SEN. MOYNIHAN: My view is we had stumbled onto a major social change in the circ*mstances of post-modern society. It was not long ago in this past century that an anthropologist working in London – a very famous man at the time, Malinowski – postulated what he called the first rule of anthropology: That in all known societies, all male children have an acknowledged male parent. That’s what we found out everywhere. It’s true in Glasgow; it’s true in Buenos Aires, it’s true in Hyderabad.

And well, maybe it's not true anymore. Human societies change.

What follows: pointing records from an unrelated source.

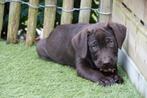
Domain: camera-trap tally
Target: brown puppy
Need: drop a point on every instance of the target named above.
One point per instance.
(90, 48)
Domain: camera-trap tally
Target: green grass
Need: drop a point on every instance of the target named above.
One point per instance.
(24, 75)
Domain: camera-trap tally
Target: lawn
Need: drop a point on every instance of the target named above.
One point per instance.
(24, 75)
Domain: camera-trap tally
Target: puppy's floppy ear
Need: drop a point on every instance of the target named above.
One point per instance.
(79, 42)
(119, 32)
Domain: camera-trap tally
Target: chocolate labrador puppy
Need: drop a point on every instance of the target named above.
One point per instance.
(90, 48)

It’s not beyond me. We're quieting down on these things. Some of the major black universities like Morehouse had a conference on the subject last year. And we will begin to acknowledge it. [And] President Clinton, in his final State of the Union address said, you know, “A third of our children live in single parent households.” How's that?

QUESTION: So the high illegitimacy ratio that you saw in the black community in the early 1960s climbs enormously within the black community. But later it also climbs in the white community – to a point where it is higher than the so-called crisis that you originally pointed out.A few years go by, and it's not just out-of-wedlock births; it’s an increase in crime; it’s an increase in welfare. There's a lot of things going on. There's drug usage. And you write an essay called, “Defining Deviancy Down.”

SEN. MOYNIHAN: Yes.

QUESTION: It seems to me that there’s a linkage there as well. Could you describe to me what’s happening in the world, what’s happening in your mind as you see this evolution?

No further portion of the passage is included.